Tłumaczenia sztuki podjęła się Bogusława Frosztęga, a za reżyserię odpowiedzialna jest Agata Duda-Gracz. Danielowi Olbrychskiemu partneruje Jadwiga Jankowska-Cieślak, pierwsza Polka nagrodzona Złotą Palmą dla najlepszej aktorki na Festiwalu Filmowym w Cannes.
– To jest po prostu duża rozkosz spotkać się po tylu latach. Jest to znakomity aktor, nie ma słów, żeby go nachwalić. Myśmy zagrali przedstawienie „Mąż i żona” ponad sto razy, bardzo dobrze nam się wówczas grało i mam nadzieję, że tym razem też dojdziemy co najmniej do setki – mówi Jadwiga Jankowska-Cieślak.
W nowej sztuce Rosa przychodzi po Abraszę, żeby w chwili śmierci przeprowadzić go na drugą stronę. Równocześnie urządza mu rodzaj „czyśćca”, a dopiero po paru scenach widzowie dowiadują się, że jego rozmowa z żoną jest rozmową z osobą nieżyjącą.
Spektakl porusza temat miłości, wspomnień i traumy. Abrasza przeżył II wojnę światową, a jego rodzina została deportowana i zginęła w obozach. Niestety mężczyzna swoją traumą wojenną i bólem przez lata zadręczał swoich bliskich.
– Generalnie jest to spektakl o miłości, ale podskórnie przemyka się także młodość. Para bohaterów wspomina czasy, kiedy byli młodzi i co z tego wyniknęło – podkreśla Jadwiga Jankowska-Cieślak.

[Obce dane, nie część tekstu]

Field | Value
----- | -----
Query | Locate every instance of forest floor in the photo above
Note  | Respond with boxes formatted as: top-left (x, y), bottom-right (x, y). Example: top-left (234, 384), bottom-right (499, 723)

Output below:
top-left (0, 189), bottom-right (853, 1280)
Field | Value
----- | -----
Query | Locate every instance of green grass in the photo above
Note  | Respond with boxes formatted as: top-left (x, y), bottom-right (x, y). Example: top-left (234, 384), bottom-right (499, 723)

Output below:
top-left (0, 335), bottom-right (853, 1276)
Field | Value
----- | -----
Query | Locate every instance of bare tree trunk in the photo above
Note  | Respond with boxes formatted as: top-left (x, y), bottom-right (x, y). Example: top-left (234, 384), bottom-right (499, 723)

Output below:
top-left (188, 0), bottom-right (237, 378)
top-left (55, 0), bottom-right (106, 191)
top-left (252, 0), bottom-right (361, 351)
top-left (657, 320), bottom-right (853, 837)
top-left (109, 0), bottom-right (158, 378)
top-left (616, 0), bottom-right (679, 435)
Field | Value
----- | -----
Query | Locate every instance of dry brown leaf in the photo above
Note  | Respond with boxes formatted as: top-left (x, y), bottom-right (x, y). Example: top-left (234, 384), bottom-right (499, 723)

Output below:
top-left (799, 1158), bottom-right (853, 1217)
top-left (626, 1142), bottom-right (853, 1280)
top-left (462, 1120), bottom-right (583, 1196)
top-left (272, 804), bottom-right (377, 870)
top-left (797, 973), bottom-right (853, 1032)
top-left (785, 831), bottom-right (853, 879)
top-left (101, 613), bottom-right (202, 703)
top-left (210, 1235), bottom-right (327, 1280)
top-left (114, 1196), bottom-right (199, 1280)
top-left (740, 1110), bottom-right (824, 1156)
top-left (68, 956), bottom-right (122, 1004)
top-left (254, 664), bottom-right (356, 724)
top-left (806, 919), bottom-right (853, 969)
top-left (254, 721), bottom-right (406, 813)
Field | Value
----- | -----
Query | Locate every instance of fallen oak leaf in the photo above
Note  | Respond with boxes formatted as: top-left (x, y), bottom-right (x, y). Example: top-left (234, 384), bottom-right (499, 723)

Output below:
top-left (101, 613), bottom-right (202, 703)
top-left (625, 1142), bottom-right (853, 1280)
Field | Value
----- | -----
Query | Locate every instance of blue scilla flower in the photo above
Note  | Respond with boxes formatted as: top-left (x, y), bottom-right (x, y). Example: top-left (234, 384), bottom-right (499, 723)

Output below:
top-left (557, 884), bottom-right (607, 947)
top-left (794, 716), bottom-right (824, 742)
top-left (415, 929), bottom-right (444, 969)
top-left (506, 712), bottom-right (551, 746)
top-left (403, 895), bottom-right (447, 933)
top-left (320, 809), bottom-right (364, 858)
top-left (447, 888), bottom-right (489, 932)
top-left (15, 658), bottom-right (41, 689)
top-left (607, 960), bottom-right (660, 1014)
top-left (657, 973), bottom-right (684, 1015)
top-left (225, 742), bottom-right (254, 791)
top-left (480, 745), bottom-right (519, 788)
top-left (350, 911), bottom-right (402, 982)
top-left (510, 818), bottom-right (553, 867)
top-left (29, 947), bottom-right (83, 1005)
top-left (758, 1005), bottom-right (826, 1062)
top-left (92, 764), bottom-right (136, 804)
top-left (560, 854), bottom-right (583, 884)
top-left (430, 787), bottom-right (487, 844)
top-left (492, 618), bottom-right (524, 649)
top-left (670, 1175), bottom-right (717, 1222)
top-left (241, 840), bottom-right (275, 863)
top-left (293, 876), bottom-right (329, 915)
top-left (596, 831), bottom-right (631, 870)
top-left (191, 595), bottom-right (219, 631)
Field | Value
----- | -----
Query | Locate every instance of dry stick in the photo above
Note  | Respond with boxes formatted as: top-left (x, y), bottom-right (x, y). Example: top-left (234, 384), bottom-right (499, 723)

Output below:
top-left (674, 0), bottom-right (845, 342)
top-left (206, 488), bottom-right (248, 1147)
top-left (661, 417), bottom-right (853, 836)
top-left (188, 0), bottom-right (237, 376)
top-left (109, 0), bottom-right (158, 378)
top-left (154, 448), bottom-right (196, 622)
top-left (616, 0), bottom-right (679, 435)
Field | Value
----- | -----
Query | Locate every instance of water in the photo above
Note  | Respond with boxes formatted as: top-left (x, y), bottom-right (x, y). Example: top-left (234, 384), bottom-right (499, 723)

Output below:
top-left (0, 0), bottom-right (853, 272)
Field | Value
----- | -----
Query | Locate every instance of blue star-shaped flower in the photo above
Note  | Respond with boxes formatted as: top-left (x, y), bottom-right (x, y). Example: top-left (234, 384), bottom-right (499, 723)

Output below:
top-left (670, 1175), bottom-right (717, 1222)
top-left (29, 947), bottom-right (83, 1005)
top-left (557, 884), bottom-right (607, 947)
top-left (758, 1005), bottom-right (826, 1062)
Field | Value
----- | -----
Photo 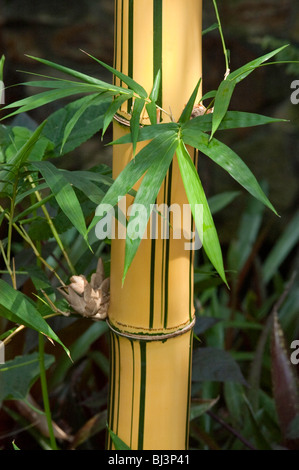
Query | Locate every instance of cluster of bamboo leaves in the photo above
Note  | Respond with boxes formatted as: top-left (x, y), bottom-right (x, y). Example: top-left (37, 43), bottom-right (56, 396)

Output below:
top-left (1, 46), bottom-right (286, 283)
top-left (0, 44), bottom-right (299, 448)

W zapowiedzi przedstawienia czytamy: „Czasem, gdy czyścimy stary przedmiot, lustro albo szybę, nagle coś błyszczy. Dostrzegamy z drugiej strony rzeczy, o których już nie pamiętaliśmy. Pojawiają się przebłyski wspomnień – bolesnych i radosnych, im głębiej sięgających w przeszłość, tym bardziej zaskakujących”.
„Przebłyski” to spektakl, który ma szansę wzruszyć, rozbawić i skłonić do refleksji. Każdy widz odnajdzie w nim coś innego, zależnie od własnych doświadczeń i wrażliwości.